Quizás Magdalena sintiera tal terror a la descomposición física, quizás se defendiera tan desesperadamente para no entrar en el tiempo nuevo, desconocido para ella, de la eternidad, que estaba dispuesta a pagar cualquier precio, incluso a convertirse en espectro, comprando con esta dura obligación, el derecho a conservar su cuerpo intacto. Quizás. Sus labios, podían jurarlo, seguían rojos. Cortando su cabeza y destrozando sus costillas, ponían fin a su orgullo carnal, a su pagano apego a los propios labios, manos y vientre. Atravesada como una mariposa por un alfiler, tocando su propia cabeza con los pies, que llevaban los zapatos que le había comprado Peikswa, debía considerar ahora que se diluiría en la savia de la tierra, como todos.
Los alborotos en la parroquia cesaron repentinamente, y, desde entonces, no volvieron a oírse historias sobre Magdalena. ¿Quién sabe si consideró más eficaz que cocinar en una cocina invisible, o dar golpes y silbar, prolongar su vida penetrando en los sueños de Tomas, quien jamás pudo olvidarla?
19
Aquel otoño en que Magdalena asustaba a la gente, los árboles frutales dieron una extraordinaria cosecha y, como no había dónde vender la fruta, la daban a los cerdos y guardaban para el uso diario y para conservas sólo las de mejor calidad. En la hierba se pudrían montones de manzanas y peras entre las que zumbaban avispas y enjambres de avispones. Uno de ellos picó a Tomás en el labio, y se le hinchó toda la cara: no era fácil verlos, pues se introducían en el interior de las peras por un agujerito estrecho y sólo después de sacudirla bien varias veces, el blando cuerpo listado se asomaba. Tomás ayudaba en la recolección subiendo a los árboles y le producía una gran satisfacción ver que los mayores no sabían trepar como él, incluso a ramas más delgadas, a la manera de un gato. Sin cesar iban madurando nuevas variedades de peras: bergamotas, verdinales, almizcleñas y otras muchas.

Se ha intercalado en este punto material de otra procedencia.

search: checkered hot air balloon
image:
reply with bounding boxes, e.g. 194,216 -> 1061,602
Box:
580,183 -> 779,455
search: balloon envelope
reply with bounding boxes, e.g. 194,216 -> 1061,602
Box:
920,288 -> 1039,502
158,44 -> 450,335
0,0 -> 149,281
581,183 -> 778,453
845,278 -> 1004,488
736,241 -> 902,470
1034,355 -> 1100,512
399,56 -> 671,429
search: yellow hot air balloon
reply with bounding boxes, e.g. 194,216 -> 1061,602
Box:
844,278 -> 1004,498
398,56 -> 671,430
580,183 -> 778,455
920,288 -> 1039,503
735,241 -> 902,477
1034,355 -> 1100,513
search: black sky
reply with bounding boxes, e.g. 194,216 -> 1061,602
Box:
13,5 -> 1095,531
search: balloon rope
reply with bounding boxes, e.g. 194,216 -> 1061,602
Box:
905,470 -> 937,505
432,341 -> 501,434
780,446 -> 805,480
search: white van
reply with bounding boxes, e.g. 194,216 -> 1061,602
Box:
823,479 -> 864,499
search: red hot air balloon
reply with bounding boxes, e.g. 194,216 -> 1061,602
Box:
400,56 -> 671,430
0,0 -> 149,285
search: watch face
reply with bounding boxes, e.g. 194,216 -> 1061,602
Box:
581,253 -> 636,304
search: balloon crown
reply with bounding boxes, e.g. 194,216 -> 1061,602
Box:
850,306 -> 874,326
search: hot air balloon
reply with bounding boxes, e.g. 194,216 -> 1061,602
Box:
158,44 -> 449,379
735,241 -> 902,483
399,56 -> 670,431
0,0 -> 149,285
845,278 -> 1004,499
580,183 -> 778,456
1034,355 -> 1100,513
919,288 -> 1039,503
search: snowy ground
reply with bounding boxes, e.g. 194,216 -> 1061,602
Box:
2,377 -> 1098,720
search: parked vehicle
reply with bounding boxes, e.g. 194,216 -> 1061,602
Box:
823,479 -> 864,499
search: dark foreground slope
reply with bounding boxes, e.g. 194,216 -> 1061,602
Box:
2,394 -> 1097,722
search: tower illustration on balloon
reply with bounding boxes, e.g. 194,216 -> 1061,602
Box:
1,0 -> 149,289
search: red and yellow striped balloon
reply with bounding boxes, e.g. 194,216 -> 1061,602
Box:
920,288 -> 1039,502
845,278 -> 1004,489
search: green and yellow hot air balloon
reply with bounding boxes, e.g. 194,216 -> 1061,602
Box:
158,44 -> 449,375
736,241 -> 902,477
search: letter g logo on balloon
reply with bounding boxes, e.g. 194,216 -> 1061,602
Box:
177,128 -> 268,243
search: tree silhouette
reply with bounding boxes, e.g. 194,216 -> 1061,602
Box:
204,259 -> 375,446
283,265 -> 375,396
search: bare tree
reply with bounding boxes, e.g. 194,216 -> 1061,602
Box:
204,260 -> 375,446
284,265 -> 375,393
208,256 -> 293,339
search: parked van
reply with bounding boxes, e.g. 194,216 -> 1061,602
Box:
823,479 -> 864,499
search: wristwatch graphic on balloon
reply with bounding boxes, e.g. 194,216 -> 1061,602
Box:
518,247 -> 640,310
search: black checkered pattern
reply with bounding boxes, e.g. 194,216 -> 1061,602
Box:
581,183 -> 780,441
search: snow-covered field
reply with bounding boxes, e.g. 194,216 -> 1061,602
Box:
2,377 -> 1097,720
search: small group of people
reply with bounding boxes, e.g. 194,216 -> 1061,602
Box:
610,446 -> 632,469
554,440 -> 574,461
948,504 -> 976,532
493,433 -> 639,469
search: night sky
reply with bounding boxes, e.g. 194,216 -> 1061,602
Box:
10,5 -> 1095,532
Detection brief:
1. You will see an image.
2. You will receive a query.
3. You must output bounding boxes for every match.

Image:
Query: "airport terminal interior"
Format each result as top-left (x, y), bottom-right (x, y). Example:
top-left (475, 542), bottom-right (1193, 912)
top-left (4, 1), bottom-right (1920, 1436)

A finales del verano, Tomás descubrió la biblioteca. Hasta entonces, aquella habitación angular no le había interesado, con sus paredes barnizadas de aceite, y tan helada que, cuando afuera hacía mucho calor, allí se temblaba de frío. Consiguió las llaves de los armarios y cada día encontraba en ellos algo divertido. En uno de estos armarios, con vidrieras, dio con unos libros encuadernados en rojo, con adornos dorados en las tapas y muchos dibujos en el interior. No supo leer las inscripciones, pues estaban en francés; la niña que representaban los dibujos se llamaba Sophie y llevaba unos pantalones largos terminados en puntillas. En otro armario, empotrado en la pared, entre telarañas y rollos de papeles amarillentos, descubrió un tomo cuyo título era Tragedias de Shakespeare: pasó con él largos ratos sentado en el césped, junto al verde muro de arbustos que olía a musgo y a serpol. También frecuentaban aquel lugar unas grandes hormigas rojas, y más de una vez se estuvo frotando furiosamente una pantorrilla contra la otra, pues sus picaduras eran muy dolorosas. En el espacio que se abría entre las copas de los abetos, vibraba el aire; al otro lado del valle, diminutos carros arrastraban nubecillas de polvo. En el libro, hombres con armaduras, o trajes cortos (¿llevaban las piernas desnudas, o pantalones muy apretados?), cruzaban sus espadas, caían al suelo atravesados por un estilete; las páginas, con manchas de orín, olían a moho. Seguía las líneas del libro con el dedo, pero, a pesar de estar escritas en polaco, se desanimó y consideró que trataba de asuntos destinados a los adultos.